Open GUI on the new master. Edit the cluster node record for the current master node and set to standby.
SSH into the node that will be the new master. Run ' console' to access the rails console. Find the BootstrapOption record for the NEW master and set the host , username , and password fields to nil. In this case, the record that will be edited is the last record, since there is only CC1 and CC 2. The record can be found by running ' BootstrapOption.last'.
Edit cluster node record in GUI for new master and set to master.
Edit the bootstrap option record in GUI for old master and set it as if it is a new node.
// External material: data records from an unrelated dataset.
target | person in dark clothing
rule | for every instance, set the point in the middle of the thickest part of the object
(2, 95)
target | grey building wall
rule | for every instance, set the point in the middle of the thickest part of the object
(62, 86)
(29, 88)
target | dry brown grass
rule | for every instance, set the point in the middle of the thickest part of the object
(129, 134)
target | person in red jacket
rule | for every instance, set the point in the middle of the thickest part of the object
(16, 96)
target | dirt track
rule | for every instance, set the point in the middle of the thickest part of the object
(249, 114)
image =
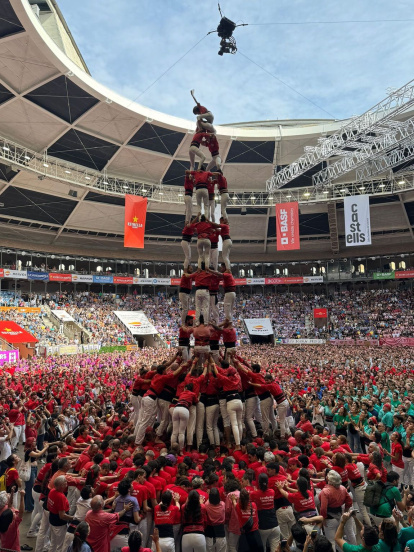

SSH to OLD master and edit the bootstrap.yml located at /space/rxg/bootstrap.yml. Change the order under _controllers so that the NEW master is on top of the list followed by any other standbys. Repeat for bootstrap_live.yml. After editing the 2 files on the OLD master run ' rr' to restart rxgd. If you changed the controller HA timeout , be sure to set it back. Finally, edit the cluster node records and re-enable network HA starting , doing the master CC last.
Note: Doing this will not copy over graphing information so it will be lost.
Node Integration After Failure
With HA 3.0 , the process to get a failed node back into the cluster is straight forward. For example, if a node loses a power supply, once it's replaced and the node is turned back on, the node will automatically join the cluster and take over networks configured on it (if another node took over for it).
If the node is replaced with new hardware, meaning the IUI has changed, the cluster node record for the downed node can be edited. Once the IUI is replaced with the new node's IUI , the username and password for the new node will be generated. These can then be entered into the bootstrap and the node will integrate into the cluster and replace the failed node.